Microsurgical resection of intracranial cavernous malformations (CM) is regarded as the standard treatment, but in recent years, there has been a trend toward minimally invasive procedures like ablation of such lesions by using laser interstitial thermal therapy (LITT).
A systematic search using keywords 'laser interstitial thermal therapy' OR 'LITT' AND 'cavernoma' OR 'cavernous angiomas' OR 'cavernous malformations' was conducted in MEDLINE (PubMed), Scopus, Embase, and Cochrane electronic bibliographic databases and studies reporting the outcome of LITT procedure on intracranial CM were included. The demographic data, symptoms of patients, location and size of the lesion, and surgical outcome were extracted from the articles.
Six studies, reporting the outcome of 33 patients were included in this review. In 26 patients, CM was identified as the epileptogenic foci and in others, CM was the source of headache or focal neurological deficits. LITT led to a satisfactory outcome in all patients except for three who achieved improvement in symptoms after the open resection of the lesion. Most of the post-operative complications were transient and resolved at the time of the last follow up. Cyst formation at the previous ablated CM site was reported as the long-term complication of LITT in one case.

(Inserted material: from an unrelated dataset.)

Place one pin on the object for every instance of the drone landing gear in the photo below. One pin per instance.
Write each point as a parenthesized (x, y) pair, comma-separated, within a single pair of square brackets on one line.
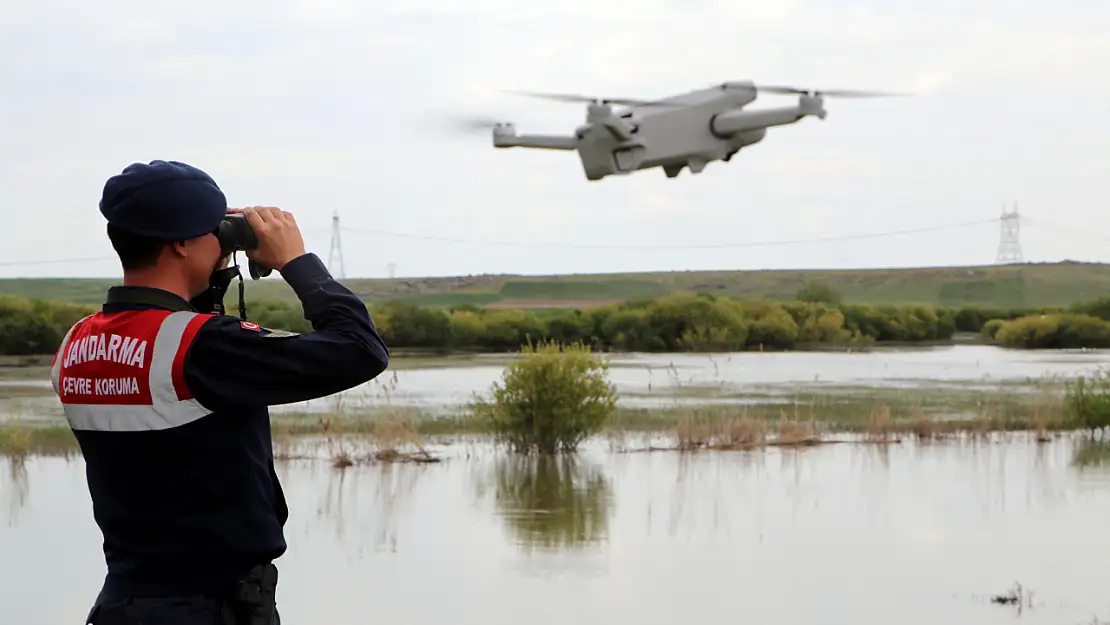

LITT can provide a comparable outcome to the open resection of CMs, by having less invasiveness, even in deep and eloquent area lesions, and complications that are often temporary and disappear gradually. However, technical issues, such as thermal monitoring during the procedure, are considered a challenge for this procedure in CMs. Further studies with a larger population are needed to report this method's long-term outcome and complications on CMs.
颅内海绵状畸形(CM)的显微手术切除被视为标准治疗方法,但近年来,出现了一种采用激光间质热疗(LITT)等微创方法消融此类病变的趋势。
在MEDLINE(PubMed)、Scopus、Embase和Cochrane电子文献数据库中使用关键词“激光间质热疗”或“LITT”以及“海绵状瘤”或“海绵状血管瘤”或“海绵状畸形”进行系统检索,并纳入报告LITT治疗颅内CM结果的研究。从文章中提取患者的人口统计学数据、症状、病变的位置和大小以及手术结果。
本综述纳入了6项报告33例患者结果的研究。在26例患者中,CM被确定为致痫灶,在其他患者中,CM是头痛或局灶性神经功能缺损的来源。除3例在病变开放切除后症状有所改善的患者外,LITT在所有患者中均取得了满意的结果。大多数术后并发症是短暂的,在最后一次随访时得到缓解。1例报告显示,先前消融的CM部位形成囊肿是LITT的长期并发症。
LITT可以提供与CM开放切除相当的结果,具有更小的侵入性,即使在深部和功能区病变中也是如此,并且并发症通常是暂时的并会逐渐消失。然而,术中热监测等技术问题被认为是CM治疗中该方法面临的挑战。需要对更多人群进行进一步研究,以报告该方法对CM的长期结果和并发症。